30分後、喧嘩を仲裁したキッドは、設計図を確認する事無く開発部に手渡した。

「ギル、開発部から荷物が届いているわよ?」
『ほう?随分早い…ね?』
 私の目に映ったのは、ピンクに近い赤で塗装された、車椅子に見えなくも無い凶悪な物体だった。
(背面に着いている棘付きのシールドはなんだろう?『レッドコメット06』…機体名か?)
「あら、かっこいいじゃない。」
 タリアのセンスは正直どうかと思うが…この懐かしさはなんだろうか?
「とりあえず乗ってみたら?」
…座り心地は凄くいい。思考を外部のディスプレイに表示してくれるのも便利だ。
「そろそろ走ってみましょうか?」
 タリアの言葉に頷き、レバーを軽く(私としては強めに)握った瞬間、タリアが視界から消えた。
「ギ、ギル、スピード出しすぎよ!」
 どうやら私の方が動いていたようだ…などと落ち着いている場合ではない!目の前には壁が!
「ギル!何処へ行くの!?」
 壁を回避すると通路に出てしまった。とにかくブレーキを…ん?ブレーキはどうすればいいのだ?

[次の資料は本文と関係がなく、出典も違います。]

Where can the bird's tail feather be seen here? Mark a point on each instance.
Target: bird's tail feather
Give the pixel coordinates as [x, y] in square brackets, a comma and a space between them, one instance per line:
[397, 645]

『悪趣味なピンクの車椅子が暴走しています。クルーの皆さんは通路に出ないで下さい。』
 ピンクではない、赤だ!…ん?「緊急時以外押しちゃダメよ?」これが非常ブレーキか?押してみよう。
『非常用防御体制ニ移行シマス』
 アナウンスとともに背部のシールドが前面に移動、更に凶悪な形に変型した。当然スピードは落ちていない。
「イザーク!避けろ!」
「何!?ぐはっ!」
「た、隊長が〜!はうっ!」
 すまん、通りすがりのジュール隊…生きて帰れたら給料を上げてあげるかもしれない。
「あれ止めたら英雄よ?二度と餌なんて呼ばれないわよ?」
「そうか!俺に任せぐおっ!」
 ああ、餌君まで…金塊を供えるから迷わず成仏してくれ。
「議長の暴走を止める、それがフェイスの使命ってね!」
 おお、ハイネ、君ならやってくれると思っていたよ!
「さあ、どんとこい!」
 …ハイネ、言葉とは裏腹に足はどんどん逃げてるぞ?…ん?パンクか!?
「すみません、やっぱり来ないで…って言ってももう遅いか。」
 死出の旅、二人で逝けば、怖くない。すまないね、ハイネ…

それから何が起こったのか覚えていない。気が付いた時には議長室でいつも通り座っていたのだ。
誰に聞いてもその前後の記憶が無いと言う。唯一気になるのは全員が側頭部の痛みを訴えていた事位か。
車椅子は見つかっていないが、設計図を書き換えた犯人にはトイレ掃除1年を追加しておいた。